The User class is the representation of a user table in the database. To keep it simple, it has just two properties: userId and username.

public class User {
  private int userId;
  private String username;

  // Getters and setters
}

Creating DAO Interface Example

The DAO interface is also kept easy in this example. It provides a simple method to retrieve (find) a user by its userId.

public interface UserDAO {
  User findUserById( int userId );
  boolean storeUser( int userId, User user );
  boolean removeUser( int userId );
  Collection<Integer> allUserIds();
}

Configuring JCache Example

To show most of the standard features, the configuration example is a little more complex.

// Create javax.cache.configuration.CompleteConfiguration subclass
CompleteConfiguration<Integer, User> config =
    new MutableConfiguration<Integer, User>()
        // Configure the cache to be typesafe
        .setTypes( Integer.class, User.class )
        // Configure to expire entries 30 secs after creation in the cache
        .setExpiryPolicyFactory( FactoryBuilder.factoryOf(
            new AccessedExpiryPolicy( new Duration( TimeUnit.SECONDS, 30 ) )
        ) )
        // Configure read-through of the underlying store
        .setReadThrough( true )
        // Configure write-through to the underlying store
        .setWriteThrough( true )
        // Configure the javax.cache.integration.CacheLoader
        .setCacheLoaderFactory( FactoryBuilder.factoryOf(
            new UserCacheLoader( userDao )
        ) )
        // Configure the javax.cache.integration.CacheWriter
        .setCacheWriterFactory( FactoryBuilder.factoryOf(
            new UserCacheWriter( userDao )
        ) )
        // Configure the javax.cache.event.CacheEntryListener with no
        // javax.cache.event.CacheEntryEventFilter, to include old value
        // and to be executed synchronously
        .addCacheEntryListenerConfiguration(
            new MutableCacheEntryListenerConfiguration<Integer, User>(
                new UserCacheEntryListenerFactory(),
                null, true, true
            )
        );

Let's go through this configuration line by line.
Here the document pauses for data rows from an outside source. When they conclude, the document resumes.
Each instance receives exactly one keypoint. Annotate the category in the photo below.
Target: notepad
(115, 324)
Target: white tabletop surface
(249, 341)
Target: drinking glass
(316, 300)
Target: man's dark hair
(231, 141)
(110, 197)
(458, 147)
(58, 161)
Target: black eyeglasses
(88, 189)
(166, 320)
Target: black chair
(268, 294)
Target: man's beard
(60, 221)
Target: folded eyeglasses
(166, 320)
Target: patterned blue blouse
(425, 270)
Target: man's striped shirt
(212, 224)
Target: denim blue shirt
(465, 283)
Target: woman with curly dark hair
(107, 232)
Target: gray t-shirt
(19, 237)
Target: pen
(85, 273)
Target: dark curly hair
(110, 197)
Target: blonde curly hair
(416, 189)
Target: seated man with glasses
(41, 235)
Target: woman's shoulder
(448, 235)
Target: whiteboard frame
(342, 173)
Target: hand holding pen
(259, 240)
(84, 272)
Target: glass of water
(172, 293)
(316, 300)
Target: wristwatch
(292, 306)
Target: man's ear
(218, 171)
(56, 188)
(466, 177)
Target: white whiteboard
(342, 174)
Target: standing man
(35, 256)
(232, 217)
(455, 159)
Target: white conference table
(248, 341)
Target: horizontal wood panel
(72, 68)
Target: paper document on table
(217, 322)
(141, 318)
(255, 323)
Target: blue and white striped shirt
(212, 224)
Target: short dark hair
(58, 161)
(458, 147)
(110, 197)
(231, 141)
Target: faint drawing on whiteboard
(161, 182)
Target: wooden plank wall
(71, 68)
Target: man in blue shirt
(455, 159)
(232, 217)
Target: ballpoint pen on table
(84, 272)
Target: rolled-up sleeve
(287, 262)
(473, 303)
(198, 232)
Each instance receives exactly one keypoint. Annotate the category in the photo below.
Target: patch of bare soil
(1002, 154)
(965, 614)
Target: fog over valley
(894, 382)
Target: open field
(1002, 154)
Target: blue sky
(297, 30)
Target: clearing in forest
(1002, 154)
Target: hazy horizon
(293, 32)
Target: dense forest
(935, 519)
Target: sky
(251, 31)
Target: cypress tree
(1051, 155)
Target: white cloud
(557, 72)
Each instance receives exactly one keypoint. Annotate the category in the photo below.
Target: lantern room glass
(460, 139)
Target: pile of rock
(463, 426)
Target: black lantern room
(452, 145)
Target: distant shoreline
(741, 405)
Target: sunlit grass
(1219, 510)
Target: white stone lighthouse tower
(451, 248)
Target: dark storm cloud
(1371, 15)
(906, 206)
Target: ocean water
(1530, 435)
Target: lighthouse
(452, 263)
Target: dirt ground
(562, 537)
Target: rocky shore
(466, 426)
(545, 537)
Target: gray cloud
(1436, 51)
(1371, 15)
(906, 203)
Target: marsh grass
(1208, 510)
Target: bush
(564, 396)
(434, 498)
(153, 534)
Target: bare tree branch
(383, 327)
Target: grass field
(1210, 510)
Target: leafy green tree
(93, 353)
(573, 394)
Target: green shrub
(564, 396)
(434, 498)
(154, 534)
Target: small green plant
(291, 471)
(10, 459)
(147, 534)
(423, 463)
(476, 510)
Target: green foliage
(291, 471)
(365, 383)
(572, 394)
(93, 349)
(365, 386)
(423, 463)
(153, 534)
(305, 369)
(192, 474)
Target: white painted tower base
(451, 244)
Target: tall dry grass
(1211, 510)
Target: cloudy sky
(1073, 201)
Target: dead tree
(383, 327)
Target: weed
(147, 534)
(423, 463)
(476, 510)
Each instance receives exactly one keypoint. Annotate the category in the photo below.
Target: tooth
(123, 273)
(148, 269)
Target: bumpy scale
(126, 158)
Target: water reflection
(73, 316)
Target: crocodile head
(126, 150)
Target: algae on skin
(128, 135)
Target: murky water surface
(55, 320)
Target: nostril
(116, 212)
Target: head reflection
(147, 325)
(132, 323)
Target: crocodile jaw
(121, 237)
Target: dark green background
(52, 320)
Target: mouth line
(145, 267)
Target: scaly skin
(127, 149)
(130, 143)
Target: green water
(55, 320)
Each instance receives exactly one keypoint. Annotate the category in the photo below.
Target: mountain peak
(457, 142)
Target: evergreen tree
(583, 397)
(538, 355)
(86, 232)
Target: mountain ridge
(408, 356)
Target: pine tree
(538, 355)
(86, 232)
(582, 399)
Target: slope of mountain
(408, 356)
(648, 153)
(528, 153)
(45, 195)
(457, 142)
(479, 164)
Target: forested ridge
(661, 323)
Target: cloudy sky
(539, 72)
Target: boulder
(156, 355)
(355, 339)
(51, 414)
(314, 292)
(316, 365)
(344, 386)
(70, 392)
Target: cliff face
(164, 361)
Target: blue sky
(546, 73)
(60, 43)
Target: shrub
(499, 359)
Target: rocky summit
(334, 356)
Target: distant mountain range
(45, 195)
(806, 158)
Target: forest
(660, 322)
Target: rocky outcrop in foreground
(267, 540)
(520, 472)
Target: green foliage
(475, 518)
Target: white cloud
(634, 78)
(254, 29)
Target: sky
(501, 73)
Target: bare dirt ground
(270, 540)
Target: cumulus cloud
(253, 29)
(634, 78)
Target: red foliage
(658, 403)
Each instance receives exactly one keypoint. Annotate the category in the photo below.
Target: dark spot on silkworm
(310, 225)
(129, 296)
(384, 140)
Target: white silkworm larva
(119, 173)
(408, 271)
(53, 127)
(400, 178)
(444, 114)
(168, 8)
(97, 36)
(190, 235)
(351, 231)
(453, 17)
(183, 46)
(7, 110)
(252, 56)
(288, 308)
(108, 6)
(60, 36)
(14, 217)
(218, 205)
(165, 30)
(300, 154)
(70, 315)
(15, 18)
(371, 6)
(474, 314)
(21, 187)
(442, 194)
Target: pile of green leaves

Setting the Cache Type and Expire Policy

First, we set the expected types for the cache, which is already known from the previous example. On the next line, a javax.cache.expiry.ExpirePolicy is configured. Almost all integration ExpirePolicy implementations are configured using javax.cache.configuration.Factory instances. Factory and FactoryBuilder are explained later in this chapter.

Configuring Read-Through and Write-Through

The next two lines configure the thread that will be read-through and write-through to the underlying backend resource that is configured over the next few lines. The JCache API offers javax.cache.integration.CacheLoader and javax.cache.integration.CacheWriter to implement adapter classes to any kind of backend resource, e.g., JPA, JDBC, or any other backend technology implementable in Java. The interface provides the typical CRUD operations like create, get, update, delete, and some bulk operation versions of those common operations. We will look into the implementation of those implementations later.

Configuring Entry Listeners

The last configuration setting defines entry listeners based on sub-interfaces of javax.cache.event.CacheEntryListener. This config does not use a javax.cache.event.CacheEntryEventFilter since the listener is meant to be fired on every change that happens on the cache. Again we will look in the implementation of the listener in later in this chapter.

Full Example Code

A full running example that is presented in this subsection is available in the code samples repository. The application is built to be a command line app. It offers a small shell to accept different commands. After startup, you can enter help to see all available commands and their descriptions.